Columnist Tries To Play Cupid

“I met all my wives in traffic jams. … There’s something women like about a pickup man.” - from the country hit “Pickup Man” by Joe Diffie.

He roared from out of nowhere in his big macho pickup truck. She gazed up at the dark stranger from her cute little Honda.

He honked. She honked back.

He followed her for three miles, snaking in and out of traffic. Flashing his lights.

He waved. She waved back.

It ended at Francis and Addison when she turned north and he cruised west.

Since the early evening encounter last Friday, Jeanette Rockstrom, 26, can’t stop wondering what was on this mystery man’s mind:

Was it love at first sight or an attempted carjacking?

“What if I lost Mr. Right at a fork in the road?” asks Jeanette with a sigh. “I don’t know if it was love, but there definitely was something there.”

Jeanette wants to find the guy. She’d love to go dining and dancing by Valentine’s Day but doesn’t know how to find him.

Fortunately, the young woman knew where to turn for help when it comes to a matter of the heart.

“I thought about taking out one of those personals ads or calling a radio station,” she adds. “For some reason, your name popped into my head.”

As Jeanette probably sensed, I am the Fred Astaire of the courtship dance.

Way back in college, I spotted a comely young brunette from across a large room. I’d never seen her before. We’d not exchanged so much as a word.

For inexplicable reasons, my heart began pounding the drum solo to “Wipe Out.” She was The One.

“I’m gonna marry her,” I told several of my friends, including Bob Hoover, who will vouch for this.

I spent the next two weeks playing Sherlock Holmes. I learned who the gorgeous babe was and talked one of her friends into introducing me.
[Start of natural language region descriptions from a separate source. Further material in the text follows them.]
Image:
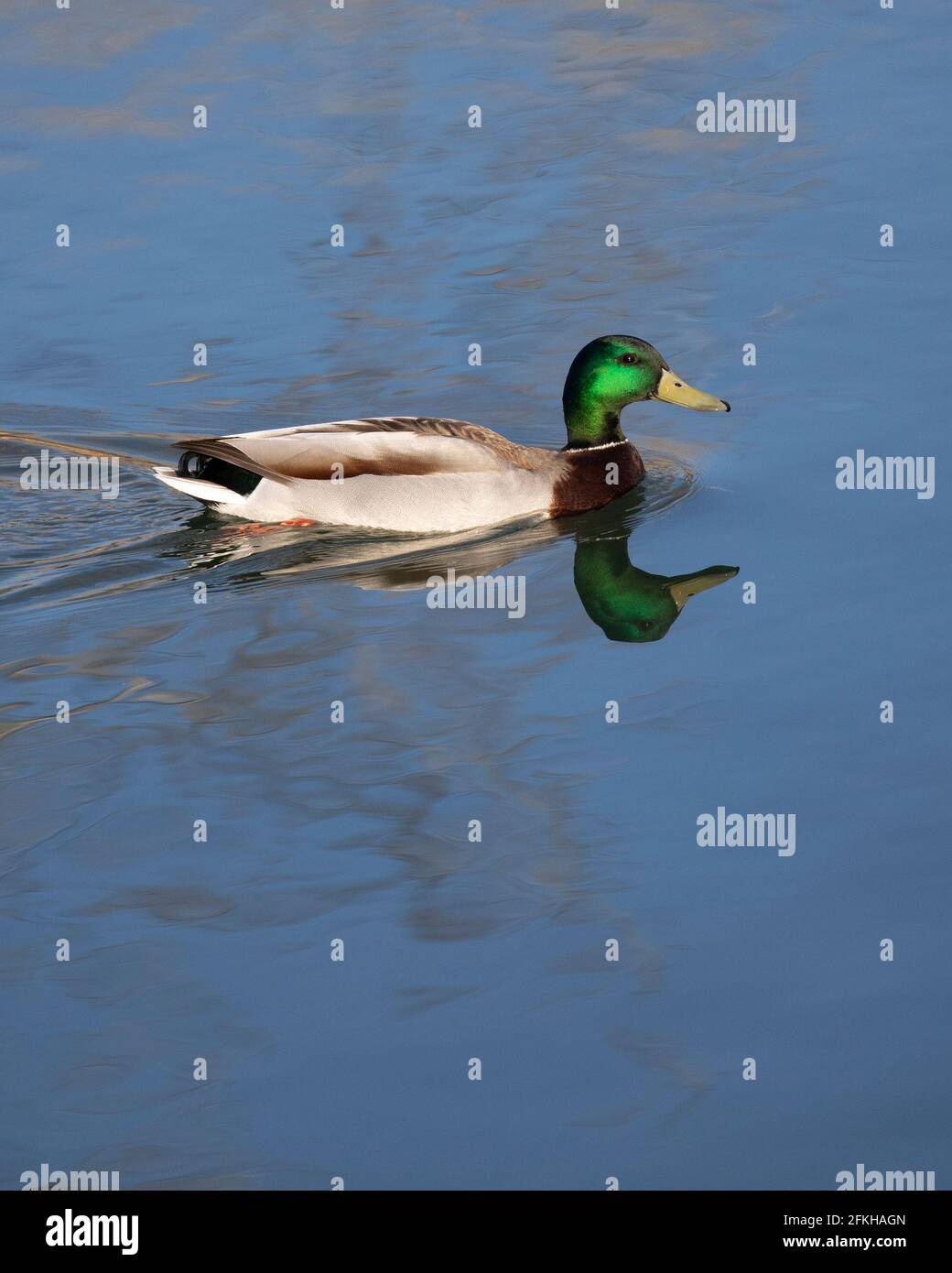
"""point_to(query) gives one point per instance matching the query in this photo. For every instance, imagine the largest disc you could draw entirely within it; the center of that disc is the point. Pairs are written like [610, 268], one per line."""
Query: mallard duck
[438, 476]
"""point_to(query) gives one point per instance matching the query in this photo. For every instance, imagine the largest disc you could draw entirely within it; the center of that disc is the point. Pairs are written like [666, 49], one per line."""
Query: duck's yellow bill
[672, 388]
[684, 586]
It has been 22 blissful years since we married, and the lava lamp of love is still on high.

The moral of my story, of course, is that if you follow my example in the oversensitive 1990s, the cops will haul you into jail as a stalker.

Jeanette, are you out of your freaking mind?
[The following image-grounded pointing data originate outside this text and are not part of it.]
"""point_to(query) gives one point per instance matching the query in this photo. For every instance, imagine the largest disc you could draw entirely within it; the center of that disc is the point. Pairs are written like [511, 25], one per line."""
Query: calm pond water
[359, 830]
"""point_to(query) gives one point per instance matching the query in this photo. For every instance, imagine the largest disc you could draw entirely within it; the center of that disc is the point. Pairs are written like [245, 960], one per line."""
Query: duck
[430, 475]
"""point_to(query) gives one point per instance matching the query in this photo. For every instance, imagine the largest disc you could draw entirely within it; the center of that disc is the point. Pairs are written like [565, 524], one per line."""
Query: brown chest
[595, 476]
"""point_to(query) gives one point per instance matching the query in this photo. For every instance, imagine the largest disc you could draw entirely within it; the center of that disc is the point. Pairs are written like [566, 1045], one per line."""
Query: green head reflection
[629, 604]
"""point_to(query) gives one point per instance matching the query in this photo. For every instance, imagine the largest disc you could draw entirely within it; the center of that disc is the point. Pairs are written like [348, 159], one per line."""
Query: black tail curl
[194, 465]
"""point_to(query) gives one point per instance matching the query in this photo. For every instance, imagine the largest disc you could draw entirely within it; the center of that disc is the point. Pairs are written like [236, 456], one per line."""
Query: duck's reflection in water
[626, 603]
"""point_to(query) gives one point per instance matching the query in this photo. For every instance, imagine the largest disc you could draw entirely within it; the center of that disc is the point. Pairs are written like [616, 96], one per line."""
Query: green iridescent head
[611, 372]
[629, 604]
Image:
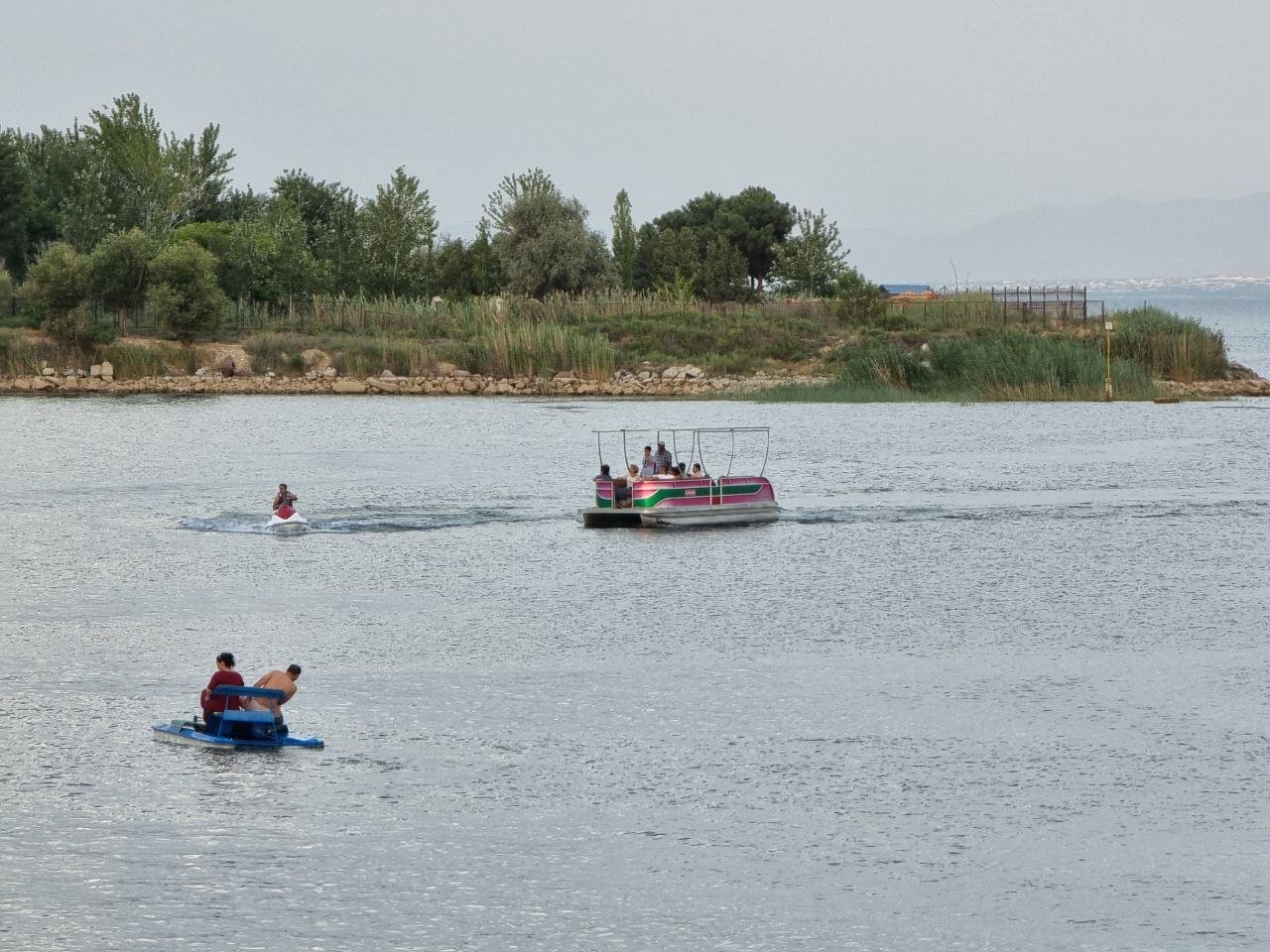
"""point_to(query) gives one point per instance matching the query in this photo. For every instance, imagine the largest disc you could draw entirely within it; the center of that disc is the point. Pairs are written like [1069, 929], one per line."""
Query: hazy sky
[919, 117]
This dude in the truck could be a serial killer. Even worse, he could be a philandering, out-of-work bum with eight kids.

“I didn’t see a ring,” she says.

While the guy played road tag, Jeanette tried to pull over. But her sister, Lori Whitman, who was riding shotgun in the Honda, kept Jeanette from doing anything stupid.

“She’s a lot more aggressive than me,” says Lori, 36. “Sometimes you just have to tell her, `No, No, No!”’ Trouble is: Jeanette’s heart is hollering, “Yes, Yes, Yes!”

So here’s a message to Mr. Truckster:

If you’re the guy who flexed his horsepower at the cute single woman in the silver Honda last Friday, call me at 459-5432. If you don’t have a prison record and your story and your references check out, I’ll put you in touch.

“It was a 1970-72 Chevy half-ton,” explains Jeanette. “Must’ve had a 454 engine because it was so loud. He knew I was looking at it; he kept gunning the engine and making it buck.”

Jeanette, who is 5-foot-1 and weighs 106 pounds, says nothing thrills her more than “loud motors and big trucks.”

Apparently, the driver wasn’t too shabby either. Jeanette says he had dark hair and a mustache and was wearing what looked like a mechanics jacket.

“I like guys who get dirty, with grease under their fingernails,” she says. “I don’t like guys who are wimpy.”

Now Spokane must hold its breath and wait.

Will true love find Jeanette Rockstrom? Or will her hopes be tossed off the cliffs of despair and onto the sharp-edged rocks of disappointment?

Stay tuned to see what happens next.

“Quite frankly, it was the truck that attracted me first,” says Jeanette. “So if I meet him and things don’t work out, maybe he’ll sell it to me.”